Reclamações sobre a falta de normas claras sobre compensação

A Associação Residentes do Incêndio Eaton Unidos coletou 215 provas realizadas em residências de Altadena que registraram contaminação.

"Não há normas claras neste assunto, então as seguradoras podem negar o que quiserem", afirmou Jane Lawton, fundadora da ONG. "O desastre depois do desastre é a doença. E isso é o que vai acontecer aqui. É apenas uma questão de tempo", acrescentou Lawton.

O estado da Califórnia criou em maio um grupo de trabalho para elaborar normas que obriguem as seguradoras a indenizar os proprietários pelos danos causados pela fumaça. A State Farm, a maior seguradora do estado, afirma que pagou mais de 4,5 bilhões de dólares (cerca de R$ 23,8 bilhões) às vítimas dos incêndios e que avalia "caso a caso" os pedidos de indenização relacionados à fumaça.
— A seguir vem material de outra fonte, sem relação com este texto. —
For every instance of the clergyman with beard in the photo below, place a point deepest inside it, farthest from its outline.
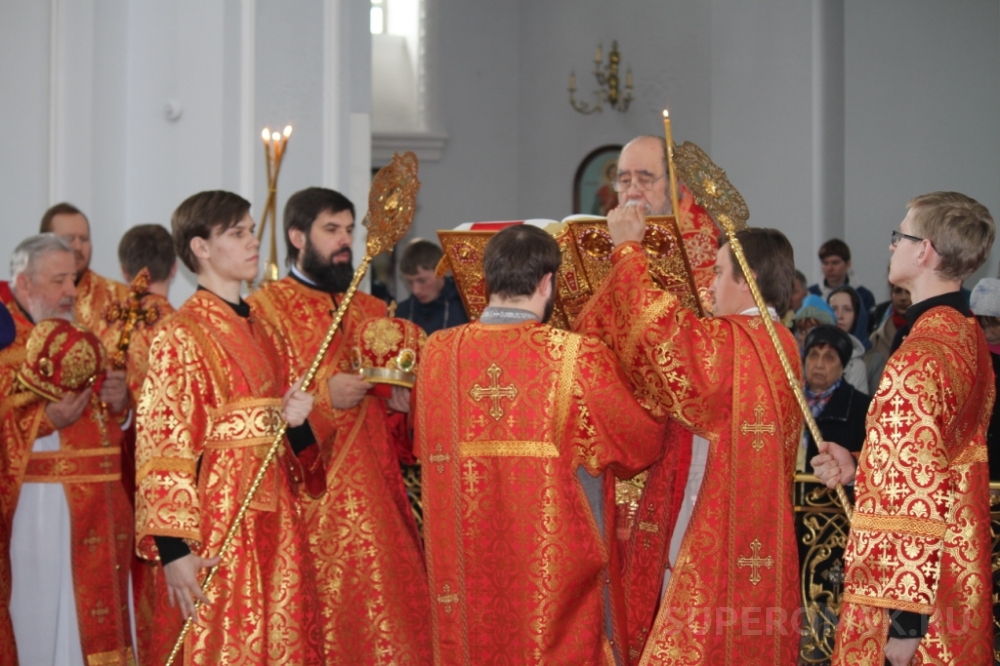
(47, 510)
(362, 524)
(516, 423)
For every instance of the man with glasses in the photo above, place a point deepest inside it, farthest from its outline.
(918, 576)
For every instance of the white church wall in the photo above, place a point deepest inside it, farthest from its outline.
(24, 82)
(665, 44)
(116, 66)
(922, 105)
(761, 112)
(474, 55)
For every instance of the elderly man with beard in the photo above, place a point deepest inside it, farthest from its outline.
(670, 486)
(65, 533)
(363, 538)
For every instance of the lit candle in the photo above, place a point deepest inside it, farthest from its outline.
(669, 140)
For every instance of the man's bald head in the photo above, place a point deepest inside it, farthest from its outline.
(642, 175)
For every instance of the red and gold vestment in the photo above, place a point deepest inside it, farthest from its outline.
(363, 539)
(522, 567)
(920, 535)
(733, 594)
(88, 465)
(148, 584)
(93, 296)
(207, 415)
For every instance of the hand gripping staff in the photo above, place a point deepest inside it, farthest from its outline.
(713, 192)
(391, 205)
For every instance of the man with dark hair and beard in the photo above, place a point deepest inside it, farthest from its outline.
(516, 423)
(364, 542)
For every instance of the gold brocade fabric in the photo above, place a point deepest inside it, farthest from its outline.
(206, 417)
(920, 535)
(506, 416)
(93, 296)
(88, 466)
(733, 593)
(363, 539)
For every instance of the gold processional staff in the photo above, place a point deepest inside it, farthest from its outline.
(712, 191)
(391, 205)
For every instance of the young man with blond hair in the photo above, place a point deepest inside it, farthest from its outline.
(918, 580)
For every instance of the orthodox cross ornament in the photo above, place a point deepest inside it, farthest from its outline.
(494, 392)
(439, 458)
(758, 428)
(448, 598)
(755, 561)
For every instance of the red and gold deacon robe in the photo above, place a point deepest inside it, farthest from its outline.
(648, 507)
(733, 593)
(362, 535)
(148, 584)
(93, 296)
(522, 568)
(88, 464)
(920, 535)
(207, 415)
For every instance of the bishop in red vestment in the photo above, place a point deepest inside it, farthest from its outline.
(733, 594)
(918, 587)
(93, 292)
(363, 540)
(216, 392)
(515, 422)
(653, 509)
(58, 435)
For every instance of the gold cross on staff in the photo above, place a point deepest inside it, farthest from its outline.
(755, 562)
(132, 314)
(758, 428)
(494, 392)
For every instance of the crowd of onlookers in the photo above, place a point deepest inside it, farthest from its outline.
(846, 338)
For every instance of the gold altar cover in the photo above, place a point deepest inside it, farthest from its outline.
(733, 594)
(505, 415)
(88, 465)
(363, 538)
(920, 536)
(207, 414)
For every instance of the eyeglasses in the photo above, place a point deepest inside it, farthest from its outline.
(642, 181)
(899, 235)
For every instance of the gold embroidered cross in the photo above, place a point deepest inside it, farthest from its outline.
(447, 598)
(897, 420)
(92, 540)
(755, 562)
(758, 428)
(352, 505)
(494, 392)
(472, 476)
(439, 458)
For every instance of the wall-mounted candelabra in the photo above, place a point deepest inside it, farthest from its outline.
(607, 78)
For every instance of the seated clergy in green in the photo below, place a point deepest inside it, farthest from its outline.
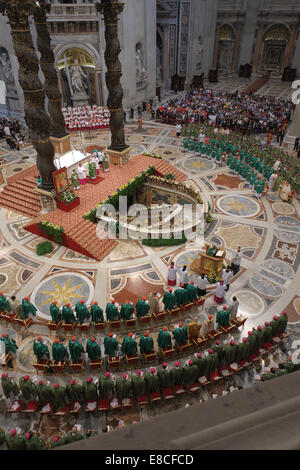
(82, 312)
(67, 314)
(41, 350)
(142, 307)
(4, 303)
(93, 349)
(164, 339)
(55, 312)
(27, 309)
(76, 350)
(169, 300)
(112, 312)
(223, 317)
(146, 344)
(111, 345)
(129, 346)
(96, 313)
(180, 334)
(59, 351)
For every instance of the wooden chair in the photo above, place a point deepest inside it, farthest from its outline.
(62, 411)
(168, 393)
(58, 366)
(214, 334)
(183, 349)
(100, 325)
(173, 313)
(103, 404)
(75, 407)
(15, 406)
(115, 325)
(46, 409)
(77, 366)
(145, 320)
(52, 326)
(161, 316)
(42, 365)
(96, 364)
(68, 327)
(114, 362)
(132, 361)
(31, 407)
(167, 353)
(84, 327)
(150, 357)
(130, 324)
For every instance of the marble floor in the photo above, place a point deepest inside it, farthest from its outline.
(268, 231)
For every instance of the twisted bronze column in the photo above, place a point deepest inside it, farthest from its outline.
(110, 9)
(37, 119)
(47, 60)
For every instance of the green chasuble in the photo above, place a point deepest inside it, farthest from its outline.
(223, 318)
(68, 315)
(4, 304)
(82, 312)
(74, 392)
(97, 314)
(129, 346)
(15, 442)
(111, 346)
(164, 339)
(76, 349)
(55, 313)
(152, 383)
(90, 390)
(60, 397)
(123, 388)
(93, 350)
(59, 352)
(9, 386)
(27, 388)
(169, 300)
(40, 350)
(138, 386)
(146, 344)
(27, 308)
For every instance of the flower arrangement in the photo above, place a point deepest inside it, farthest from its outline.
(52, 230)
(67, 196)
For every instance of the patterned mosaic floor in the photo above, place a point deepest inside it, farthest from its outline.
(268, 231)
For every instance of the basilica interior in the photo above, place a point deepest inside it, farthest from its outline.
(184, 106)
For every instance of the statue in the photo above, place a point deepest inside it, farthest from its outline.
(78, 78)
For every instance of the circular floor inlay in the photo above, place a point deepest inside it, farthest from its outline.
(241, 206)
(63, 287)
(283, 208)
(198, 164)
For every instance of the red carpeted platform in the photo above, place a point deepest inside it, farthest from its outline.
(80, 234)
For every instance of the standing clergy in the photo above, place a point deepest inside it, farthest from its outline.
(169, 300)
(93, 349)
(111, 345)
(146, 344)
(82, 312)
(28, 309)
(164, 339)
(59, 351)
(41, 350)
(96, 313)
(67, 314)
(129, 345)
(76, 350)
(55, 312)
(172, 275)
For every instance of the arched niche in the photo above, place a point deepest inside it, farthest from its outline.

A dificuldade de obter compensação

Priscilla Muñoz, cliente da empresa, não está satisfeita. Sua casa, a 1,5 quilômetro da zona afetada, está contaminada com chumbo, revelou uma análise que custou 10.000 dólares (cerca de R$ 53 mil). Após semanas de idas e vindas com a seguradora para receber uma indenização que lhe permita mudar-se temporariamente e descontaminar sua casa, ela não sabe se vencerá a batalha.

"O chumbo é poroso e se infiltra em tudo", disse preocupada com a saúde de seus dois filhos pequenos. "Não quero que abracem um ursinho tóxico", completou.